With technology transfer agreements, licenses for technology are handed over. Examples of technology transfer agreements are patent license agreements, computer software copyright agreements, and mixed-form agreements where, among other things, copyright usage licenses are agreed when this is not the main purpose of the agreement. Agreements in which part of the risk related to using the technology remains with the transferal are also considered technology transfer agreements.
Technology transfer agreements generally improve economic efficiency and promote competition, as they can reduce duplication of research and development, increase incentives for companies’ initial research and development, and facilitate the diffusion of technology, creating competition in product markets. However, increasing efficiency alone is not enough, a reasonable part of the efficiency must be passed on to consumers. In addition, the agreement must not include restrictions other than those that are necessary, and the agreement must not eliminate competition from a significant part of the market for the products in question.
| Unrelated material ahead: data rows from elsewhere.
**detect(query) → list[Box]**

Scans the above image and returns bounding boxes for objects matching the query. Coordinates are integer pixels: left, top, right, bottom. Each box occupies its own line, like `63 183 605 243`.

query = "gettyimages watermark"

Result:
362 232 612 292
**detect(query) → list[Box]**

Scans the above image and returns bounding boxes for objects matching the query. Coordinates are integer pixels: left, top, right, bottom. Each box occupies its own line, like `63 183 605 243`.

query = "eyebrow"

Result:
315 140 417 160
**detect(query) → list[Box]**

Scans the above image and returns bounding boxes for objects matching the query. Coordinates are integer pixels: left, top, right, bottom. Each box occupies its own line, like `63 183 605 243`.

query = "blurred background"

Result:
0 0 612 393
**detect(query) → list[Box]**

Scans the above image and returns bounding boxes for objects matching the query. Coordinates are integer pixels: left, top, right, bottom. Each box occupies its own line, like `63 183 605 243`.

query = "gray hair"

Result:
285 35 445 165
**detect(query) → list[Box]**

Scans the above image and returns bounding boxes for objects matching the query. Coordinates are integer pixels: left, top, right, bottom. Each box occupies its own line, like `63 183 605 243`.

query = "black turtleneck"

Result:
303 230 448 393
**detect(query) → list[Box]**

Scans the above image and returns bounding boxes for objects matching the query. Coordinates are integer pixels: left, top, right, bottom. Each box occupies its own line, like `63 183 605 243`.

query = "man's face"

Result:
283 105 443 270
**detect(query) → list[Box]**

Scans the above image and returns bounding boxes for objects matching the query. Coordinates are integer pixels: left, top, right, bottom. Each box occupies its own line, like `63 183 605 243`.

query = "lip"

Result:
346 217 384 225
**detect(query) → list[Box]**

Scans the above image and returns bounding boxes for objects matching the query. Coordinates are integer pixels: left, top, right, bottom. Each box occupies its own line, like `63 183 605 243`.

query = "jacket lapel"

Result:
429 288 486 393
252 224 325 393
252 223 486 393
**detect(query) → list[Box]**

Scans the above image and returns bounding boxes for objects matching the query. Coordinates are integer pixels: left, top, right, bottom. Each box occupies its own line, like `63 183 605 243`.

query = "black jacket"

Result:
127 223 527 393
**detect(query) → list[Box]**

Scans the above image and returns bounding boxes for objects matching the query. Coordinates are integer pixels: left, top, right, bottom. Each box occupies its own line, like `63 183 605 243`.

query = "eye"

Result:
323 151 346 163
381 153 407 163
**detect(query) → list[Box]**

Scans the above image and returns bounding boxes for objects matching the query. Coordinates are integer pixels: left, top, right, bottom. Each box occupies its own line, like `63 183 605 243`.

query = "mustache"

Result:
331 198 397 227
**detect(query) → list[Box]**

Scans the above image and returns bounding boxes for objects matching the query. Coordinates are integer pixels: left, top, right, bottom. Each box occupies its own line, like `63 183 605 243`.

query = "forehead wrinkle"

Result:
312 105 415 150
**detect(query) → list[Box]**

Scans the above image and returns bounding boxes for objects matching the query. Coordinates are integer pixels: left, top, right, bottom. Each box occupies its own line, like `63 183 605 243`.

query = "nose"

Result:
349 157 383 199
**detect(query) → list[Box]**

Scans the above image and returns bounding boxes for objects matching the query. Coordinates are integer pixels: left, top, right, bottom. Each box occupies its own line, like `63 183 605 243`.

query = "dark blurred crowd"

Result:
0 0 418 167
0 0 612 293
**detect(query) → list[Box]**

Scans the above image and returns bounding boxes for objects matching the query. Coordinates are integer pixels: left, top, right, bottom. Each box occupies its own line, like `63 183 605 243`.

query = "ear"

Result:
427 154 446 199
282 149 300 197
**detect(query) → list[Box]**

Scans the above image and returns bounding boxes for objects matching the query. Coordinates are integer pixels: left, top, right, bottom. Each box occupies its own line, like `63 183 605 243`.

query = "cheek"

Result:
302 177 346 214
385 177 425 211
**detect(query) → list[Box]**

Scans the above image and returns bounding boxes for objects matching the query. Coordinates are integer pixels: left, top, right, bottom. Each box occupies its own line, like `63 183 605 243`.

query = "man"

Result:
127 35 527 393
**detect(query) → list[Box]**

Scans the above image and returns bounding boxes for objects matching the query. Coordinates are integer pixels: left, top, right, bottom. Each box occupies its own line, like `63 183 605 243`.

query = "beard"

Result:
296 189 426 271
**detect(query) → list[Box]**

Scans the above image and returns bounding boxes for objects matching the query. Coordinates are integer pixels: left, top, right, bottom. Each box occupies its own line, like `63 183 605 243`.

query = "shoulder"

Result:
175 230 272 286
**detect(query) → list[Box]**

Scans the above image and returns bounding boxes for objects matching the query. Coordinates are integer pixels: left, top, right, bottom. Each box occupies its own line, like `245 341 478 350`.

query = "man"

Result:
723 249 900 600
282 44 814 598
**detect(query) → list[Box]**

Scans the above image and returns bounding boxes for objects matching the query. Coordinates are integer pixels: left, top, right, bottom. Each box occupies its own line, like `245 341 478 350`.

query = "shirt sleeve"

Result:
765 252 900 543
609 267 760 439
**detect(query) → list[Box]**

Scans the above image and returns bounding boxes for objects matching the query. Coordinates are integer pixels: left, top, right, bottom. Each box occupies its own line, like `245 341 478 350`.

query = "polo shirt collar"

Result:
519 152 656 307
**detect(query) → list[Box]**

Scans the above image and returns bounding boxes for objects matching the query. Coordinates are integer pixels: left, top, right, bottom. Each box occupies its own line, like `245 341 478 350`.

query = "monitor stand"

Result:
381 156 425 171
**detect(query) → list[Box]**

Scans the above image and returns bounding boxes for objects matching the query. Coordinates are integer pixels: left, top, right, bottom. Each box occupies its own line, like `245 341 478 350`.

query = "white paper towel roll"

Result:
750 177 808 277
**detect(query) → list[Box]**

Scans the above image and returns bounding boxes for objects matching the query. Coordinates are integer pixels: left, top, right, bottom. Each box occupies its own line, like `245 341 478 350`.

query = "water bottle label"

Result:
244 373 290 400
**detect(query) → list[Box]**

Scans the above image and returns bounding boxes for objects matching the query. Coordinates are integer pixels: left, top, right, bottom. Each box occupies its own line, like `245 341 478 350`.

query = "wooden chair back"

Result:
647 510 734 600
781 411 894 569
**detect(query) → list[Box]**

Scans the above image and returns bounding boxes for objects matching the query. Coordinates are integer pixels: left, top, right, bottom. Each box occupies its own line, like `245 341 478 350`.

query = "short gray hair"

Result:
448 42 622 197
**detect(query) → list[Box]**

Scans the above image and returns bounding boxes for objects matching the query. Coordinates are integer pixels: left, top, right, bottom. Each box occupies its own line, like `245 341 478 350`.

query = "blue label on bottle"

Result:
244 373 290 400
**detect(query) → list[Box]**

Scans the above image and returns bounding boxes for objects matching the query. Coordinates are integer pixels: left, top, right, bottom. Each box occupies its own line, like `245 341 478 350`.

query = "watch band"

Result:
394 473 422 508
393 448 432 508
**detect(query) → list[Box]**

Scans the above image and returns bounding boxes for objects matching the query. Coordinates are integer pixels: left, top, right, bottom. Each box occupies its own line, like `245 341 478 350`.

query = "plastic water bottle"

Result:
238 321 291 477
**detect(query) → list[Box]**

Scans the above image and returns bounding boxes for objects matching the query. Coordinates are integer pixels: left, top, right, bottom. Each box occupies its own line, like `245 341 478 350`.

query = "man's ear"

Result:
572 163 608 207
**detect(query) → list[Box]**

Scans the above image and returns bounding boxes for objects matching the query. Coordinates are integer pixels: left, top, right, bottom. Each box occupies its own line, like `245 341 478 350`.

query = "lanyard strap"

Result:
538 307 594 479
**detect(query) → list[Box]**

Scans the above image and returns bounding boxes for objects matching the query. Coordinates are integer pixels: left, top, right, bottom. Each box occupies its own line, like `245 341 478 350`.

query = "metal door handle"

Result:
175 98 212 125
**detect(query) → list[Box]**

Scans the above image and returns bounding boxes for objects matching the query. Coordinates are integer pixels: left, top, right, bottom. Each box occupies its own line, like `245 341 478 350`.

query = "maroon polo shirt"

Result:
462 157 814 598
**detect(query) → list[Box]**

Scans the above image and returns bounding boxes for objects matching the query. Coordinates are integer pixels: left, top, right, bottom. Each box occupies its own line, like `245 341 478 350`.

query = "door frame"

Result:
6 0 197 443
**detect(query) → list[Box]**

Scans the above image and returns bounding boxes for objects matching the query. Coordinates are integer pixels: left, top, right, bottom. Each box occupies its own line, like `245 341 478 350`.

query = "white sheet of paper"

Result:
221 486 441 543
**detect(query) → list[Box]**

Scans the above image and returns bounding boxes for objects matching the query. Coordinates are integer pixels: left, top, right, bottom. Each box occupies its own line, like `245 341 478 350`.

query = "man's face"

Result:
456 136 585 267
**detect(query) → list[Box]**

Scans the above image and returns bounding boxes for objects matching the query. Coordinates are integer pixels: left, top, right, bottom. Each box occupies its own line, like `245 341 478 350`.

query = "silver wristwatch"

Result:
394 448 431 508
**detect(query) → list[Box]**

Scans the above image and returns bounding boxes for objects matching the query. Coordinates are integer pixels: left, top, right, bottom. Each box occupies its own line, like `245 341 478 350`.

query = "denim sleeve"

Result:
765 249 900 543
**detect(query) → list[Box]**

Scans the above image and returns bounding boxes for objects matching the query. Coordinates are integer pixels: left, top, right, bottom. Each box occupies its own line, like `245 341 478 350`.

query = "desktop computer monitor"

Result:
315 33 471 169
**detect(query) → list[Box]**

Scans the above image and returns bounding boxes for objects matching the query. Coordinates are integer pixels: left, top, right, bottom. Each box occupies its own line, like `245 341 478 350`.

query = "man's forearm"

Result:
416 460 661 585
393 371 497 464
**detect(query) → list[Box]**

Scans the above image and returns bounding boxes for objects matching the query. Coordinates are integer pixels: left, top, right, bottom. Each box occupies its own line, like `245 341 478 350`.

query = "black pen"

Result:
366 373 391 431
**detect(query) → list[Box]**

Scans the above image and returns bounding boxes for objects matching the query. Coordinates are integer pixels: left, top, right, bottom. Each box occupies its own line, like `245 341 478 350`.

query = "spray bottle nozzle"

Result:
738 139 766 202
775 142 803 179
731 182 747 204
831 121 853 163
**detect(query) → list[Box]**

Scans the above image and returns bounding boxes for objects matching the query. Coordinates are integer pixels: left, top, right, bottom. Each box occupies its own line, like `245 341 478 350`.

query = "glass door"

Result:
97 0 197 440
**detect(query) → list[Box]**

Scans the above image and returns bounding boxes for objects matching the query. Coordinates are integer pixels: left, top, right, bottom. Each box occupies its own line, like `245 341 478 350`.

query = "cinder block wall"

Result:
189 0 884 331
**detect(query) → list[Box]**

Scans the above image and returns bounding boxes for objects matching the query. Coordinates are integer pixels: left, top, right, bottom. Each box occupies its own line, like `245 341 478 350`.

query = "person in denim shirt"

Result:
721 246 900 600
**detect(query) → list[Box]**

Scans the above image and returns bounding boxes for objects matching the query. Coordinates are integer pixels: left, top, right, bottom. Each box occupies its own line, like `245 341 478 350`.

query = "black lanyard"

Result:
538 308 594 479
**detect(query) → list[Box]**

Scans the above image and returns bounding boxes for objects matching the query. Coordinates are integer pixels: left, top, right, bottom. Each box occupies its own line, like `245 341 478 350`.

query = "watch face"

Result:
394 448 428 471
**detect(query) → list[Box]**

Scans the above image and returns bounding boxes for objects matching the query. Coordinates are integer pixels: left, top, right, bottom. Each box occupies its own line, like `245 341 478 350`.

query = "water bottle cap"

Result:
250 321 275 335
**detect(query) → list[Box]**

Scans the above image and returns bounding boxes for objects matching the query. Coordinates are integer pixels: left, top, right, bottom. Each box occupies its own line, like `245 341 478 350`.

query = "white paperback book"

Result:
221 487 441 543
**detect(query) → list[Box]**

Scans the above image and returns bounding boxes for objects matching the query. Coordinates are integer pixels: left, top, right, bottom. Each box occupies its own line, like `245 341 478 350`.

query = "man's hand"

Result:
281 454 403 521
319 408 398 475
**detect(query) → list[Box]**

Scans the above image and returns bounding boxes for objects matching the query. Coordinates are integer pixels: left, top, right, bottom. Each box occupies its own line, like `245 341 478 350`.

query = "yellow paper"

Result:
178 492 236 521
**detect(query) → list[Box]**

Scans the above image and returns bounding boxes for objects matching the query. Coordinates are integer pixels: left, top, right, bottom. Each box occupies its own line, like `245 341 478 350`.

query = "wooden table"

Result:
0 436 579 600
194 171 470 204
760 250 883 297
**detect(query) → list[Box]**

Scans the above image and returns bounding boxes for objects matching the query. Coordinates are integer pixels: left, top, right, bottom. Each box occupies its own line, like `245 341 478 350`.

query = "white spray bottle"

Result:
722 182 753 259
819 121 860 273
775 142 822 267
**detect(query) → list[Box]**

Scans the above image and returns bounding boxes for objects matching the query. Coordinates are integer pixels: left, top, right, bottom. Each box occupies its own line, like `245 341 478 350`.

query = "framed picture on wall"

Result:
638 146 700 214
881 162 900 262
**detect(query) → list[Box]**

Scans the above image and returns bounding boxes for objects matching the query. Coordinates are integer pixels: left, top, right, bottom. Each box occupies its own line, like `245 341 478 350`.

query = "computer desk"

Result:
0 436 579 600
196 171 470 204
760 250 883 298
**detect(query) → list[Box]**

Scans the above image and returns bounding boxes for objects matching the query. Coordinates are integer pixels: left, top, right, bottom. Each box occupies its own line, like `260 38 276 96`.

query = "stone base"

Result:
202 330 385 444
A technology transfer agreement or contractual restriction is prohibited if its aim is to restrict competition or if the agreement causes more harm than benefits. Whether a technology transfer agreement restricts competition must be assessed in the actual circumstances in which competition would occur without the restrictive agreement. For example, competition between traders is harmed when two competing companies enter into a license agreement to share the market between them, or when a major licensee excludes competing technologies from the market. Such agreements are of course prohibited due to their purpose and harmful effects on competition.
The block exemption regulation on technology transfer applies to technology transfer agreements between two companies that enable the production of contract products. The block exemption applies to agreements between competing companies, if the companies’ combined market share does not exceed 20 percent in the relevant market. Competing companies are companies that compete with each other in the same relevant technology or product markets. For agreements between companies that do not compete with each other, the group exemption applies when the share of both companies in the relevant market does not exceed 30 percent. The condition for granting an exemption permit is that the agreements do not contain certain restrictions that seriously hinder competition.